Uta Barth. The Long Now
Often blurred or with only one element rendered sharply, clinging to the margin of the composition, Uta Barth’s deceptively simple photographs of ordinary, ambiguous places are both elegant and challenging. Walls, windows, patches of light on a rug, the glow of an out-of-focus glance toward the horizon: all these provoke phenomenological reflections on perception and subjectivity, often suspending a viewer in the midst of the customary attempt to make sense of what is being seen, to reduce it to an accessible package of associations and meaning. “Certain expectations are unfulfilled: expectations of what a photograph normally depicts, of how we are supposed to read the space in the image, of how a picture normally presents itself on the wall,” Barth has said. “This kind of questioning and reorientation is the point of entry and discovery, not only in a cognitive way, but in an almost visceral, physical and personal sense.” This comprehensive monographic volume presents a definitive overview of Barth’s works, fully illustrated with more than 300 full-color reproductions, spanning from her earliest photographs to her most recent.
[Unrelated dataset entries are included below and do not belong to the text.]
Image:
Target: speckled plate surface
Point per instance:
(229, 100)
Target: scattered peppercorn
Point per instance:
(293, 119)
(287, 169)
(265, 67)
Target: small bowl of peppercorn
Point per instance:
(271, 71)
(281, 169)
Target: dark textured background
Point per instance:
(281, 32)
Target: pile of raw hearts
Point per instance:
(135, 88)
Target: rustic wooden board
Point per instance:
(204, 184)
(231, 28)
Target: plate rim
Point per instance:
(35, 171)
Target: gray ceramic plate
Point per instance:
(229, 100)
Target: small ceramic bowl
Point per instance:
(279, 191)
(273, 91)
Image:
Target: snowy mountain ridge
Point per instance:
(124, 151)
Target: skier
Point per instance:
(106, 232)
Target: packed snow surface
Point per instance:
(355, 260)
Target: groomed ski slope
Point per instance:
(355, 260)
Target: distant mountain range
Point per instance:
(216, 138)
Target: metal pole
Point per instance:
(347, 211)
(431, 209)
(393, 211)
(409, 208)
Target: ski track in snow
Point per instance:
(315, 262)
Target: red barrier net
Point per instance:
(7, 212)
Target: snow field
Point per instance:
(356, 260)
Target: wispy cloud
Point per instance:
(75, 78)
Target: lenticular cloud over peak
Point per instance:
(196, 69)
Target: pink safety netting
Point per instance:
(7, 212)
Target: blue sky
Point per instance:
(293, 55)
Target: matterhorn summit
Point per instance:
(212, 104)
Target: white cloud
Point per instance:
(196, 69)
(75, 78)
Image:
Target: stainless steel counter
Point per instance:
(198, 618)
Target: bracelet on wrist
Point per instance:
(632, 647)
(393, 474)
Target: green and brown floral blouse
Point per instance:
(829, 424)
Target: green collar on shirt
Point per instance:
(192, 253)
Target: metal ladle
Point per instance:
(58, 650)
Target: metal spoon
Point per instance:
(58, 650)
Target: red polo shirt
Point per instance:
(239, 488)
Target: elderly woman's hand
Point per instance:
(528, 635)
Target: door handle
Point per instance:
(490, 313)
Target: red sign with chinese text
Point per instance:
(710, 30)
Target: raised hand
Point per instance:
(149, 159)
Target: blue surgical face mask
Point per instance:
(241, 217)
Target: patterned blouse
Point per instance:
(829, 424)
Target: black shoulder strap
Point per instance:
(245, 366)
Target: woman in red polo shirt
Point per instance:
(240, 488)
New texts by Russell Ferguson, former Chief Curator of the Hammer Museum in Los Angeles; Holly Myers, art critic and writer; and renowned scholar Jonathan Crary provide critical perspectives on the work of this visionary artist.
Born in Berlin in 1958, and now resident in Los Angeles, Uta Barth is represented in the collections of The Museum of Modern Art, The Metropolitan Museum of Art, the Guggenheim, the Whitney, the Museum of Contemporary Art, Los Angeles and the Tate in London. In 2007 Barth was named a Broad Art Foundation Fellow.